Dr Leah Lui-Chivizhe: Ongoing Responsibilities’ and Finding Answers
Our special guest speaker, Dr Leah Lui-Chivizhe presented ‘Ongoing Responsibilities’ and Finding Answers’ in May 2021, at GML Heritage, Sydney.
Dr Lui-Chivizhe was the inaugural speaker at the First Nations Speaker Series presented by GML Heritage and the Research Centre for Deep History at the Australian National University.
‘Ongoing Responsibilities’ and Finding Answers’ was a talk about the challenges of working with collections gathered during colonisation—specifically ancestral remains—and the unresolved issues this creates for First Nations people.
About the Presentation
The 1875 Chevert expedition, headed by Macleay Museum founder WJ Macleay, was the first Australian scientific expedition into New Guinea. With the explicit aim of collecting and documenting the natural environment, the expedition members gathered vast amounts of animal and plant material from the east coast of Australia, Torres Strait and coastal New Guinea. The objects and data from the expedition, along with valuable Torres Strait cultural material are part of a substantial collection at the University. During his time on Erub, in the eastern Torres Strait, Macleay also collected ancestral remains.
In 2018, Dr Lui-Chivizhe started researching the collection in preparation for an exhibition of the natural history and cultural material. Planning the exhibition has given renewed impetus to engage with the Erubam community. The ancestral remains pose significant challenges for Dr Lui-Chivizhe as a curator and an Islander with strong familial connections to Erub.
The presentation reflected on the challenges of working with the collection and consider how situating Macleay’s collecting practices in the broader context of settler colonialism and Christianity on Erub in 1875 might help find answers for the question Erubam continue to ask, almost 150 years later, “Why did they take our old people?”
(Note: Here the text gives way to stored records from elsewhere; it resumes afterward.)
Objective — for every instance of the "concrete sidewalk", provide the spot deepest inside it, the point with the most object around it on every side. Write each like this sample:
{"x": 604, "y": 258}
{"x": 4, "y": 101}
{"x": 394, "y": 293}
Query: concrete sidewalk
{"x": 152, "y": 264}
About Dr Leah Lui-Chivizhe
Historian and curator, Dr Lui-Chivizhe is Meriam le with enduring connections to the Mer, Erub, Badu and Mabuiag islands of the Torres Strait. She is currently a postdoctoral fellow in history at the University of Sydney. With a broad geographic focus on Oceania and the Torres Strait more specifically, her work is on histories of settler colonialism and indigenous resistance, decolonising museum collections and practices and Islander histories of human and more-than-human entanglements. Her first book, Masked Histories: Turtle shell masks and Torres Strait Islander people will be published by Melbourne University Publishing in late 2021.